Yves Dekegeleer reconnaît que la décroissance est encore un tabou pour le monde entrepreneurial en général. Pourtant, dit-il, la décroissance n’est pas une récession "mais plutôt une transition vers une économie démocratique soutenable, juste et joyeuse". La notion de décroissance intègre aussi plus d’équité au niveau des revenus, insiste le président. "Osons le dire: sur le plan social aussi le monde marche sur la tête. Au niveau mondial, les 1% les plus riches ont accaparé près de deux tiers de l’ensemble des nouvelles richesses créées depuis 2020. En Belgique, les 1% les plus riches possèdent près d’un quart de toutes les richesses du pays".
Technlord, brasserie de Brunehaut, Roger & Roger et Corelap sur la bonne voie
Citant l’économiste français Timothée Parrique, M. Dekegeleer notre que "la décroissance n’est pas seulement une transition ou un phénomène mais bien un paradigme plus complet. À la fois une stratégie de transition et un projet politique". Or, regrette-t-il, nos dirigeants politiques n’ont pas encore créé un environnement propice à ce changement de paradigme. "Mais quelques chefs d’entreprises de Wallonie picarde, préoccupés par la durabilité et les dysfonctionnements sociaux, ont été de l’avant".

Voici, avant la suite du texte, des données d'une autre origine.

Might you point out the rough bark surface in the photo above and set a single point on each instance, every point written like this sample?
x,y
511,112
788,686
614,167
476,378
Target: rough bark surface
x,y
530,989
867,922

C’est notamment le cas de Technord et de la brasserie de Brunehaut qui ont obtenu le label B Corp. Celui-ci récompense les entreprises qui ont le souci de répondre à des exigences sociétales et environnementales, de gouvernance ainsi que de transparence envers le public.
Quelques entreprises sont aussi, dans notre région, sur la voie de l’obtention d’un certificat de durabilité pour alléger leur empreinte environnementale avec l’accompagnement de la CCI wallonne. Philippe Barras, le président, a remis mardi un "certificat aux ODD (objectifs de développement durable)" aux deux entreprises de Wallonie picarde qui ont suivi le parcours pendant un an: la société Roger & Roger (Mouscron) et l’entreprise de travail adapté Corelap (Mouscron). "Que faut-il faire pour qu’une entreprise soit reconnue durable, et que ça ne soit pas juste du green-washing ? Il faut réaliser sur une période de trois ans trente actions de développement durable qui vont couvrir les objectifs de développement durable mis au point par l’ONU en 2015", insiste M. Barras
Si ces sociétés poursuivent sur la voie qui est la leur actuellement, elles pourront décrocher une certification UNITAR (institut des Nations unies pour la formation et la recherche).
« Nos dirigeants politiques restent les bras ballants »
Le président de la CCI Wapi a rappelé les difficultés liées à la crise sanitaire mondiale. "Certains secteurs accusent encore le coup aujourd’hui, mais on peut dire qu’on a évité le pire. Cependant, la crise énergétique est venue prendre le relais, et là c’est une autre paire de manches. Alors que les entreprises réclamaient et réclament toujours des mesures qui rendent l’énergie payable, nos dirigeants politiques restent les bras ballants. Nous avons juste eu droit à quelques mesurettes et à des discours creux".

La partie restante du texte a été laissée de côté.